Diaspora Dialogues: Elisa Klapheck
49 Minuten
Beschreibung
vor 2 Jahren
„Seit Adam und Eva leben wir alle im Exil“
Die Rabbinerin Prof. Dr. Elisa Klapheck im Gespräch mit Dr.
Gesine Palmer (Berlin Center for Intellectual Diaspora der
Katholischen Akademie in Berlin e.V.)
Elisa Klapheck, geboren 1962, ordinierte Rabbinerin seit 2004,
ist als ein bekanntes Gesicht des liberalen Judentums zugleich
auf vielen anderen Gebieten in der Öffentlichkeit präsent. Sie
studierte Politik, Rechtswissenschaft und Judaistik in Nijmegen,
Hamburg und war anschließend als Journalistin für Funk und
Fernsehen sowie den Tagesspiegel und die Taz tätig. 1998 wurde
sie Pressesprecherin für die Jüdische Gemeinde zu Berlin. Sie ist
Mitbegründerin der Liberalen Synagoge in der Oranienburger
Straße, in der, ebenfalls seit 1998, egalitäre Gottesdienste
stattfinden. In jenen Jahren studierte sie und bildete sich
fortwährend weiter. 2005 übernahm sie ihr erstes Rabbinat als
erste Frau auf diesem Posten in Amsterdam. Seit 2009 ist sie
Rabbinerin des Egalitären Minyan in Frankfurt am Main. Im Jahr
2012 promovierte sie summa cum laude mit einer Arbeit über
Margarete Susman und ihren Beitrag zur politischen Philosophie.
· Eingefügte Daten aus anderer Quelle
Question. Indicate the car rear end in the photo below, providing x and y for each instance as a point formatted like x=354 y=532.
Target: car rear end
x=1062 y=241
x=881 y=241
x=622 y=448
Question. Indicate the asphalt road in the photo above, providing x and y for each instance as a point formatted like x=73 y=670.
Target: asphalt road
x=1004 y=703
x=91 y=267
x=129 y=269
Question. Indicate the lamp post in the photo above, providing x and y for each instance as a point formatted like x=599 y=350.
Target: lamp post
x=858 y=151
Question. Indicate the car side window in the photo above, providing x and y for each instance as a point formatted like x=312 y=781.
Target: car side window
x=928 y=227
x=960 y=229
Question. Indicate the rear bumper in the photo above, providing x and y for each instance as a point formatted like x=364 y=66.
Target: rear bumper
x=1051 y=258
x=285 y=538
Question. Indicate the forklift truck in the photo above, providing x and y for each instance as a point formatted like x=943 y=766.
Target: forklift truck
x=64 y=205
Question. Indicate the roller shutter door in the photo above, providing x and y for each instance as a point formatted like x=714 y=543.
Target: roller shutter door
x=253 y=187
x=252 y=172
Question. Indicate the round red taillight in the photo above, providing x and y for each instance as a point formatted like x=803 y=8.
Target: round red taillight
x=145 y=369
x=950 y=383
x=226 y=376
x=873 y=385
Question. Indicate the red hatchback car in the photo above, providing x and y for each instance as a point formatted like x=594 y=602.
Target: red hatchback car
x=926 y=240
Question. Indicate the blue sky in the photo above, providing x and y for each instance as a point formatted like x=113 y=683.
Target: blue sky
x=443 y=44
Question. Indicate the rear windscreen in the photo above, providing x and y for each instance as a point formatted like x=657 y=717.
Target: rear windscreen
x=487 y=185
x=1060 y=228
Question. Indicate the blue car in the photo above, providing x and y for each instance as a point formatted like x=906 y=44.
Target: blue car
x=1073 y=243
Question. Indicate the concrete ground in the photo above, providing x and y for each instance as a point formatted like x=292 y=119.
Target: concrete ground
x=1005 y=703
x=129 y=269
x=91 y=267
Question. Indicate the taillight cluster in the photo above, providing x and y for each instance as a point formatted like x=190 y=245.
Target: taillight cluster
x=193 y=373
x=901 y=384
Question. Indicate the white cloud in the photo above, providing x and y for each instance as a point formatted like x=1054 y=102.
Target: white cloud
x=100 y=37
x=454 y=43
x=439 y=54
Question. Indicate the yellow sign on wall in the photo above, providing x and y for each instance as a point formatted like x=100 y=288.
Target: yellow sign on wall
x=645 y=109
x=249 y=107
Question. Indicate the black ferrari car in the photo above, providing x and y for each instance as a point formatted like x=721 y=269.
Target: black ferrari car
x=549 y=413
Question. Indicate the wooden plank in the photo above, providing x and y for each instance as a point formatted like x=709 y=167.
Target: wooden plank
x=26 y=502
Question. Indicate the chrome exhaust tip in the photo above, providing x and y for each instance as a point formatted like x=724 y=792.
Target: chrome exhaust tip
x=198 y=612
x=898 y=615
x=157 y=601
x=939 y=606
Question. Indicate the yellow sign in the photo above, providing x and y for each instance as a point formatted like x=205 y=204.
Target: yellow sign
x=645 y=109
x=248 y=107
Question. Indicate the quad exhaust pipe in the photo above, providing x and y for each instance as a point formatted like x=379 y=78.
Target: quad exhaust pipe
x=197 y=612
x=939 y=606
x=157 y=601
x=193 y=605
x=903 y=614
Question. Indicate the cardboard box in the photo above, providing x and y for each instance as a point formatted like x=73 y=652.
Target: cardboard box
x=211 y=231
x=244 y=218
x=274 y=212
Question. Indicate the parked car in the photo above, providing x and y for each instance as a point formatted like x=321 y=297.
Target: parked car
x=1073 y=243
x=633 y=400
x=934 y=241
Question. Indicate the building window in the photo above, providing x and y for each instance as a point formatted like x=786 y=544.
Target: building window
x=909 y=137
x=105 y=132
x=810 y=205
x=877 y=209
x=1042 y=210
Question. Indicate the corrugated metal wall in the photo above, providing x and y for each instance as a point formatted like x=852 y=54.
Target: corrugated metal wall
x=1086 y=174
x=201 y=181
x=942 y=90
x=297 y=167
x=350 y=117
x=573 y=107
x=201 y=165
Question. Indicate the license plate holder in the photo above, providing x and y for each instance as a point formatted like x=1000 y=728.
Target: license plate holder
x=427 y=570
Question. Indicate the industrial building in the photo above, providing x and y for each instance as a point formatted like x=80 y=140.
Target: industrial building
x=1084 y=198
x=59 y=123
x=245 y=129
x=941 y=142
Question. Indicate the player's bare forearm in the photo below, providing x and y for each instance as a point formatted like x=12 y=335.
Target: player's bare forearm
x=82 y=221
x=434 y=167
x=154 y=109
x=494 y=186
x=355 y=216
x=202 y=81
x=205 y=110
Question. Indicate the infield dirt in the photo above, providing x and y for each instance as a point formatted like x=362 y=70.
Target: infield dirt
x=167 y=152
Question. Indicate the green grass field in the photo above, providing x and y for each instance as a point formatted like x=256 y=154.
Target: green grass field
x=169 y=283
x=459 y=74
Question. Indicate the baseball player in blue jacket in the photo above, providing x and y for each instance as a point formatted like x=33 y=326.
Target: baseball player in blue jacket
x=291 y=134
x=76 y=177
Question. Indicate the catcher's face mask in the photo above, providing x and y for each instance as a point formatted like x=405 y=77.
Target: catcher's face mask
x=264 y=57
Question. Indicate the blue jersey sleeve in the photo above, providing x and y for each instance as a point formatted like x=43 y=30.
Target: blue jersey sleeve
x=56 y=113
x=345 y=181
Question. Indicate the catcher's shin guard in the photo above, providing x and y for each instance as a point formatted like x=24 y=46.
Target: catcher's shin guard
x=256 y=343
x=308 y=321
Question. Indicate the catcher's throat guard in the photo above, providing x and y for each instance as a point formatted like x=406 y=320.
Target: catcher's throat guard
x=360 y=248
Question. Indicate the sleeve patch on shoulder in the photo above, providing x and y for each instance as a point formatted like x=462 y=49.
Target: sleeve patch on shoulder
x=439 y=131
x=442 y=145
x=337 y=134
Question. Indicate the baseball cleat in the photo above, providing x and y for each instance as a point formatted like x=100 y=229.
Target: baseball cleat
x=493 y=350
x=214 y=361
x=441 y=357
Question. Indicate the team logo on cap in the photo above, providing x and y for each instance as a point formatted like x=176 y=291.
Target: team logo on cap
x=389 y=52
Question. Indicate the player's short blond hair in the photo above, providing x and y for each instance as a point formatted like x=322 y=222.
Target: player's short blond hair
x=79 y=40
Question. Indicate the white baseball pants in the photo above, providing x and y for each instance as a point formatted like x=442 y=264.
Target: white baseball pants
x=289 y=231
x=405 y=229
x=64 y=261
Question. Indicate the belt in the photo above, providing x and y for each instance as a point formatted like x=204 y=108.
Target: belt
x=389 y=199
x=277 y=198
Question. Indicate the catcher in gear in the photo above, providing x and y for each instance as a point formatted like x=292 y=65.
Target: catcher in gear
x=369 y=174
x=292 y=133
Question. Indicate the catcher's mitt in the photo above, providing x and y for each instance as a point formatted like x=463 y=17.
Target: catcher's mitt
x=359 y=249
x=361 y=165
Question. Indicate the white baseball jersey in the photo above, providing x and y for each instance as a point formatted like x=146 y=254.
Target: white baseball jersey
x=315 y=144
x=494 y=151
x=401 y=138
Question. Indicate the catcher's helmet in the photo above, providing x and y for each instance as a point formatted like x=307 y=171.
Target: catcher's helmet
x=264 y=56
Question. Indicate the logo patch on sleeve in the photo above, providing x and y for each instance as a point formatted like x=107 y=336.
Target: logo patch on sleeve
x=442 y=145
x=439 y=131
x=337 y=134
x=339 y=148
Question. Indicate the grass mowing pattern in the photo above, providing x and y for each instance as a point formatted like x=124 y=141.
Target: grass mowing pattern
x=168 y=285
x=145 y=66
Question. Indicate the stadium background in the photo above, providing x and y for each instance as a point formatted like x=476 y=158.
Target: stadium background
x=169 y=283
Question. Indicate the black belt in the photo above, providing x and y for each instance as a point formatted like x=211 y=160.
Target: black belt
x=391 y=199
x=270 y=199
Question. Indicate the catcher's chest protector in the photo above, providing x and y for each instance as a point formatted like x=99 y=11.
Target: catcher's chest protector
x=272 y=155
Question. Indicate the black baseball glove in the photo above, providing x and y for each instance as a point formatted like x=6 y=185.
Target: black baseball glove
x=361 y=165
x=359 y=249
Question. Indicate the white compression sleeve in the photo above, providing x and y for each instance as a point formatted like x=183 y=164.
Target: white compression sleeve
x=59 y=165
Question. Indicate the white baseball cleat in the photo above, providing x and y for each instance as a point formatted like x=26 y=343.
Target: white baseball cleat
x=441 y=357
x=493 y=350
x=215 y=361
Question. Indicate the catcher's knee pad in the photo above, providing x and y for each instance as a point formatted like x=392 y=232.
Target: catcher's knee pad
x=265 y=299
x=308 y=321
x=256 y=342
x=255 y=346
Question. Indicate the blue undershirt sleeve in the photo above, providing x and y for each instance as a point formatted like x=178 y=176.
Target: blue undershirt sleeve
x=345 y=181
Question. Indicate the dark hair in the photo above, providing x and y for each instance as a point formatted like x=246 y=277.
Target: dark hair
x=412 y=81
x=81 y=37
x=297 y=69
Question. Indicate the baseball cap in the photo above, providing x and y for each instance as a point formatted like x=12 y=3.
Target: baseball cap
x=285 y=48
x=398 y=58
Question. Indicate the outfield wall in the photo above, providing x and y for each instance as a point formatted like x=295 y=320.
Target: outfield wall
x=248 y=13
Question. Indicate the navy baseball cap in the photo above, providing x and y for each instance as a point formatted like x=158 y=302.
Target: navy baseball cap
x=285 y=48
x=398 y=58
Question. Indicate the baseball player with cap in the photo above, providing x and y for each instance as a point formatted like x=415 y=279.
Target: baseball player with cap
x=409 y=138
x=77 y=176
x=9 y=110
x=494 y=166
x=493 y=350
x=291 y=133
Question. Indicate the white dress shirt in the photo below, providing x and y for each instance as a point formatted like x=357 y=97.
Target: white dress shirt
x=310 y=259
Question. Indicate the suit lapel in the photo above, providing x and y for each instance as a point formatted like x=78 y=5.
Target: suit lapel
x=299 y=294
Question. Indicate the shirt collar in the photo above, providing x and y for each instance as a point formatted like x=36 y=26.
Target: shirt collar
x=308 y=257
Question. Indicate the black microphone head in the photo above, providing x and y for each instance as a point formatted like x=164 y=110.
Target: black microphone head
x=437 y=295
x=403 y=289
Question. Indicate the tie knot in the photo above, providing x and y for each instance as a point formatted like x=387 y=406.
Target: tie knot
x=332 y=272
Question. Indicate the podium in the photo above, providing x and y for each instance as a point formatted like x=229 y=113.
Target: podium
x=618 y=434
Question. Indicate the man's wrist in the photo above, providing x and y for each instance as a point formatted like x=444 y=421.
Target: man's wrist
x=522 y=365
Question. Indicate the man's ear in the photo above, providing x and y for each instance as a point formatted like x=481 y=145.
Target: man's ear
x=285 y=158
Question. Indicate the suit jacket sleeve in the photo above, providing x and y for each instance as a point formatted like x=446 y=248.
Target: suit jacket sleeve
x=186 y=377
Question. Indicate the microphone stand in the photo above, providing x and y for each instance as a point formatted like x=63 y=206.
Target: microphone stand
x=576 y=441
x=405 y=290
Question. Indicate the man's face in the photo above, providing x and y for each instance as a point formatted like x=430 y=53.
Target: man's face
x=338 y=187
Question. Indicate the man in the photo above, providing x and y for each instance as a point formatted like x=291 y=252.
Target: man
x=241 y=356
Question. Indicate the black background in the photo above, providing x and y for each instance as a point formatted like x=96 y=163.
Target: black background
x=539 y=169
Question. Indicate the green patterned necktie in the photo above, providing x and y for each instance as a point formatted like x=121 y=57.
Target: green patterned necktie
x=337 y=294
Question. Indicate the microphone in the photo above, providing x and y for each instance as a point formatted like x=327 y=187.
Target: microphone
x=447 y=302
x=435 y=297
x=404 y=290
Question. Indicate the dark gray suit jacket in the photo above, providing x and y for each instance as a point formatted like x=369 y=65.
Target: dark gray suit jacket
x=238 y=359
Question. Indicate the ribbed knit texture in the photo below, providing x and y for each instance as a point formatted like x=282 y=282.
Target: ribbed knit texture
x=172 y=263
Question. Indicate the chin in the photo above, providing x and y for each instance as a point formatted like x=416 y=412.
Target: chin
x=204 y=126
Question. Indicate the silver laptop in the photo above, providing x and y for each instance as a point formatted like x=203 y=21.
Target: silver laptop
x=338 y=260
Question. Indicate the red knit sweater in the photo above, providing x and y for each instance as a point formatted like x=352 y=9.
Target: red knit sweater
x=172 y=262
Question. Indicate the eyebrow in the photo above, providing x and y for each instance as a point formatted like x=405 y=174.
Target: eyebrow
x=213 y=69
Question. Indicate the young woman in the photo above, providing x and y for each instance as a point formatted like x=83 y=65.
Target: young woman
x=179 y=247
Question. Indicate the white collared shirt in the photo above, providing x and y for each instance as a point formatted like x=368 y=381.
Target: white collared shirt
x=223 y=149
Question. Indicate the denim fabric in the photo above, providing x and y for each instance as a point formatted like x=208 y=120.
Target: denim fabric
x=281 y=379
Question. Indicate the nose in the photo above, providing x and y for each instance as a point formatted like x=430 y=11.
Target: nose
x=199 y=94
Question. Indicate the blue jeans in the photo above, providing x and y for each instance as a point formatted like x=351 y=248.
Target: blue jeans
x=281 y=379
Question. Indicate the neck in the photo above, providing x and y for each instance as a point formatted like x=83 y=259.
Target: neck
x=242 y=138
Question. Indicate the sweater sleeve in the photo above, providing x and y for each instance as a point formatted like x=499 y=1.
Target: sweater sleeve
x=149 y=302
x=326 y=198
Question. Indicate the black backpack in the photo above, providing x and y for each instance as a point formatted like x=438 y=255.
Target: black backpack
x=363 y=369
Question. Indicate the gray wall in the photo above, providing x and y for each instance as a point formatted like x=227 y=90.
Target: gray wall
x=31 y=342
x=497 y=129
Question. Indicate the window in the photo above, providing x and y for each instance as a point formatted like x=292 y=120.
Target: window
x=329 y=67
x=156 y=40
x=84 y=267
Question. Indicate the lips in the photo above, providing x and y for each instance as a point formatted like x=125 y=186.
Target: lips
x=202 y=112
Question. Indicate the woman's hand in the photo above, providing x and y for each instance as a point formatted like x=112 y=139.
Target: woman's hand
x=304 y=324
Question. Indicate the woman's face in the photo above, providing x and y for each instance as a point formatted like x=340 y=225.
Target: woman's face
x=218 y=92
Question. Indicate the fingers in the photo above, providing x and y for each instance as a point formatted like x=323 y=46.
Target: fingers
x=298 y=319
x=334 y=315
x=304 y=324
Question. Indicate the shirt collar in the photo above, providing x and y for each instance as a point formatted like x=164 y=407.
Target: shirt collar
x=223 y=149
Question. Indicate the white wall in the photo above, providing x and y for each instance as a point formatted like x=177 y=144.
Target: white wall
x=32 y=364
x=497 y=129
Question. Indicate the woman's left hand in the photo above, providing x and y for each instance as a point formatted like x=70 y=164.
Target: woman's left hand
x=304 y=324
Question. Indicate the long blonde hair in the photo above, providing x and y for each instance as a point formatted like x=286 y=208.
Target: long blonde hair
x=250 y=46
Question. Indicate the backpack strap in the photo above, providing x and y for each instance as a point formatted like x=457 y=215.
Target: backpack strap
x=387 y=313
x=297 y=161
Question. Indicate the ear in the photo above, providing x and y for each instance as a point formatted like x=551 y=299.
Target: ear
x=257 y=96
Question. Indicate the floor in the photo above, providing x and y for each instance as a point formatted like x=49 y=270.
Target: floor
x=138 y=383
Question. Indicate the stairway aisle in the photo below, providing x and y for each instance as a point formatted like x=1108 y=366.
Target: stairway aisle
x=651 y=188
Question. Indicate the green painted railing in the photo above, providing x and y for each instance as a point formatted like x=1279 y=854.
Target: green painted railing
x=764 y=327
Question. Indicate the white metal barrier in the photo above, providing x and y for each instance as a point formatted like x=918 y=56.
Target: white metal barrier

Seit 2016 ist sie neben ihrer Arbeit als Rabbinerin Professorin
für Jüdische Studien am Zentrum für Komparative Theologie der
Universität Paderborn. Damit sind nur die markantesten Stationen
dieser hochaktiven Frau benannt. Zum Glück führt Elisa Klapheck
eine sehr übersichtliche Website, auf der man sich über ihre
Mitgliedschaft in der Allgemeinen Rabbinerkonferenz, über die von
ihr herausgegebene Streitschrift Machloket, über die Vereinigung
Torat Hakalkala (Verein zur Förderung der angewandten jüdischen
Wirtschafts- und Sozialethik) und vieles mehr informieren kann.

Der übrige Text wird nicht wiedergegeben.